The responses have been overwhelmingly positive. Everyone wants to know my opinions on the state of the town. I am constantly asked what it was like to grow up here — and how I can afford to live here now.
The truth is that being a 23-year-old local who returns to town is like being a unicorn.
I have been intimately aware of Provincetown’s housing crisis from an early age — before I could really understand the economics of the market and the forces making it impossible for most families to live here. Throughout my time at the Veterans Memorial Elementary School, I had only six to eight classmates. When I was in fourth grade, the school committee announced that the high school would close, and in 2013 the last class of eight seniors graduated. During my sophomore year at Nauset High, my mother, Beau Fillion, and I managed to move into affordable housing.
Now I can see more clearly the conditions that are shaping the future of my hometown. The proliferation of lucrative short-term rentals is killing Provincetown’s vibrancy and soul. Its transformation into a vacation paradise for the ultrarich is robbing it of its depth and charm. I am saddened by the lack of diversity I see in the people who are now able to afford to live here. I am frustrated that people have been talking about fixing the problem for years, yet it has only gotten worse.

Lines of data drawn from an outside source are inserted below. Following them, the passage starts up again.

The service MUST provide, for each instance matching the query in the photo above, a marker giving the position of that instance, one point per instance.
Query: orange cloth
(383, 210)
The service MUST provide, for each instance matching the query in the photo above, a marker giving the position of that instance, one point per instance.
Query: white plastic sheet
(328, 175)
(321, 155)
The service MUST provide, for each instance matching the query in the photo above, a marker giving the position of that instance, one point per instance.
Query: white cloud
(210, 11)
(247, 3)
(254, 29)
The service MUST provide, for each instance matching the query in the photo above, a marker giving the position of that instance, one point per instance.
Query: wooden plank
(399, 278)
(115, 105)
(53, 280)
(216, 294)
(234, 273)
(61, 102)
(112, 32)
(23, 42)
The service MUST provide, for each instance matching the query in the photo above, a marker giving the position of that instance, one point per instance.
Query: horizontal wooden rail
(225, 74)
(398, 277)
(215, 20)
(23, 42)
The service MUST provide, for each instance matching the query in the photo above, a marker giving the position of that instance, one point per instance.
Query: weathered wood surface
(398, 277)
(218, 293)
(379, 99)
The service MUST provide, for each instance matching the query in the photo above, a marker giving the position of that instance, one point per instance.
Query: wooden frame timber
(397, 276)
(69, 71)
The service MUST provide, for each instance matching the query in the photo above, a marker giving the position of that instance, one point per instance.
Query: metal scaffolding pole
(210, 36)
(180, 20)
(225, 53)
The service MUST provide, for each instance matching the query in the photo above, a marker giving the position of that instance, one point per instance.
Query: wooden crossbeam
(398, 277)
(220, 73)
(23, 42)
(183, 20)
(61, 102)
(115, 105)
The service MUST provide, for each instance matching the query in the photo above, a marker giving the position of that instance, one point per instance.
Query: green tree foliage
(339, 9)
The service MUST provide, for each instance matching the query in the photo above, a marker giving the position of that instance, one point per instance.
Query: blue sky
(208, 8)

It is impossible to discuss the changes that we have witnessed without discussing short-term rentals. Rebuilding a year-round community here will require a 360-degree approach that involves much more than just the building of new housing.
These observations aren’t new or profound. I am only one of many who have described the issue. I am new, however, to learning about government actions that might start to reverse the damage. And I am angry because I was denied an opportunity to understand them more fully.

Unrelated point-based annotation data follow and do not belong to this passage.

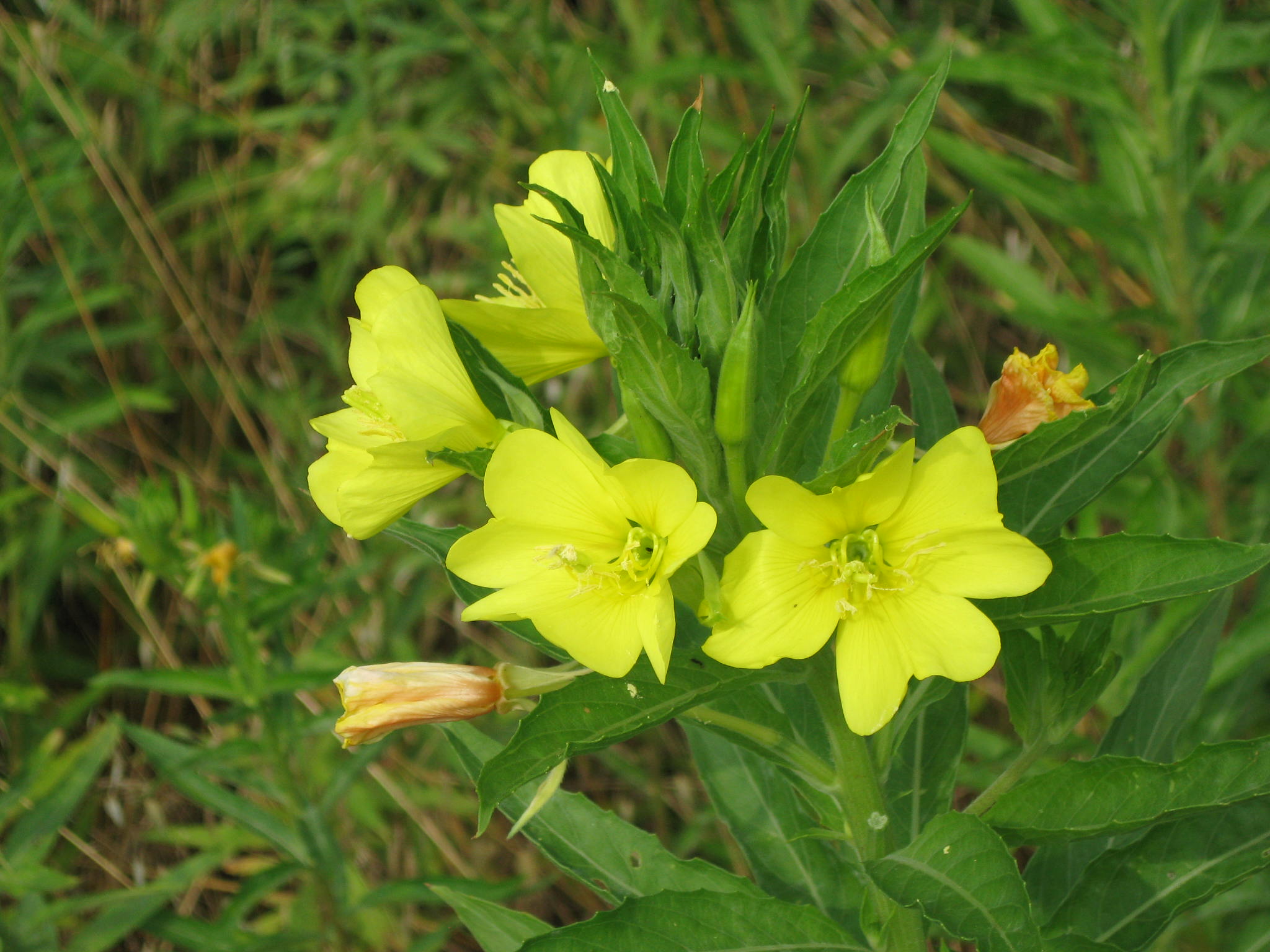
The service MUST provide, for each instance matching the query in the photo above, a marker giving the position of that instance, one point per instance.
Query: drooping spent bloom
(380, 699)
(411, 398)
(536, 325)
(1032, 391)
(584, 550)
(887, 563)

I went to town meeting on April 3 eager to hear more about warrant Articles 18, 19, and 20, which proposed new regulations on short-term rentals. Until I read about them in the March 16 issue of the Independent, I hadn’t realized they existed. What a terrible feeling, then, to have the conversation about them cut short.
The only discussion that was allowed following the motion to indefinitely postpone all three articles was about whether to even begin the conversation — and the vote on that motion killed all three articles. There would be no feedback on actual ideas for solutions and no chance to revise them.
My experience, and the experience of many others, wasn’t allowed to be heard. I walked out of the meeting feeling like my stomach was full of lead.
It has been devastating to watch my town become increasingly inaccessible for anyone who is not wealthy, grandfathered into family land, or extraordinarily lucky. I wouldn’t be here now if my mom hadn’t come to Provincetown as a broke young woman about my age.
Provincetown is unlike any other place. I enthusiastically share it with anyone who wants to be here. It is my first home, and it’s the only one I have. Please remember that there is more to lose here than what we can measure in dollars and cents.
Emma Fillion graduated from Nauset Regional High School in 2018 and from Centre College in Danville, Ky. in 2022. She lives in Provincetown and is a member of the recycling and renewable energy committee and an alternate member of the conservation commission.